A much slower recovery is forecast today. [Heidi Shierholz, an economist with the Washington-based Economic Policy Institute] believes it could take four or five years to ramp up jobs again.

These numbers caused me to go to the Bureau of Labor Statistics’ site for some additional comparisons between the present recession and recent history, as it relates to unemployment. The numbers are surprisingly (to me, anyway) bad. This recession has hit men especially hard, as many have noted. These graphs compare historical unemployment levels among men and women; the first is for men. Click to enlarge. The enlarged image will also show the dates and units measured:
UnemploymentMen20andOver.gif
UnemplWomen.gif
This compares historical unemployment rates for high school and college graduates; high school graduates are on top:
HSGradUnempl.gif
CollegeGradUnempl.gif
Another way to break down the demographics is by race. Here are unemployment trends for whites, blacks and Hispanics, in that order:
WhiteUnemployment.gif
BlackUnemployment.gif
HispanicUnemployment.gif
One troublesome feature of the current recession is that people tend to be unemployed longer than has been usual in the past. This chart shows the median weeks for which the unemployed have been out of work, from 1971 to the present:
MedianWeeksUnempl.gif
I’d guess you could find a correlation there to extensions of unemployment compensation by the government, but I haven’t gone back through history to try to prove the point.
You can draw your own conclusions from these data, but I don’t think anyone can deny that the employment numbers are very bad.
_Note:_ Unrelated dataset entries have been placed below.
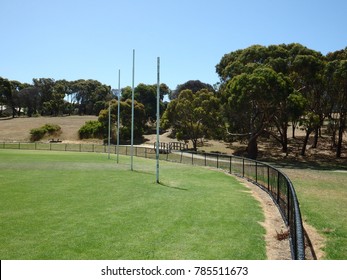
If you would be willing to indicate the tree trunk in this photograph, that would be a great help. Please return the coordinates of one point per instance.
(316, 135)
(293, 129)
(195, 144)
(252, 148)
(303, 150)
(340, 136)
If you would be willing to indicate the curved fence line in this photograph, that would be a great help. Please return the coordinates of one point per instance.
(273, 181)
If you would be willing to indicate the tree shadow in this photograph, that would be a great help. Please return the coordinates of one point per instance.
(171, 187)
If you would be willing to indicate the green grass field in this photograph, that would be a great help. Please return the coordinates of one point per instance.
(323, 202)
(67, 205)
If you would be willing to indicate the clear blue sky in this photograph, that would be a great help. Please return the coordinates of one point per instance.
(84, 39)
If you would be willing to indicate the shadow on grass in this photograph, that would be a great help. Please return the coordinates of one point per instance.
(171, 187)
The article linked above includes quotes from Al Angrisani, an assistant Labor Department secretary under President Reagan, who places the blame squarely on the Obama administration:

“There is no assistance provided [in the Democrats’ stimulus bill] for the development of job growth through small businesses, which create 70 percent of the jobs in the country,” Angrisani said in an interview last week. “All those [unemployed young people] should be getting hired by small businesses.”
There are six million small businesses in the country, those that employ less than 100 people, and a jobs stimulus bill should include tax credits to give incentives to those businesses to hire people, the former Labor official said.
“If each of the businesses hired just one person, we would go a long way in growing ourselves back to where we were before the recession,” Angrisani noted. …
Angrisani said he believes that Obama’s economic team, led by Larry Summers, has a blind spot for small business because no senior member of the team — dominated by academics and veterans of big business — has ever started and grown a business.

I’m not sure that’s entirely fair, although it is plausible that encouraging small businesses to hire, inter alia, white, male high school graduates–the group that is currently hardest hit, compared to past recessions–is not a top priority for the administration. Be that as it may, it seems incontestable that the measures the administration has taken so far have been entirely ineffective, as far as employment is concerned. An administration not wholly blinded by ideology might be moved to consider the measures that worked so effectively to bring down unemployment after 1982.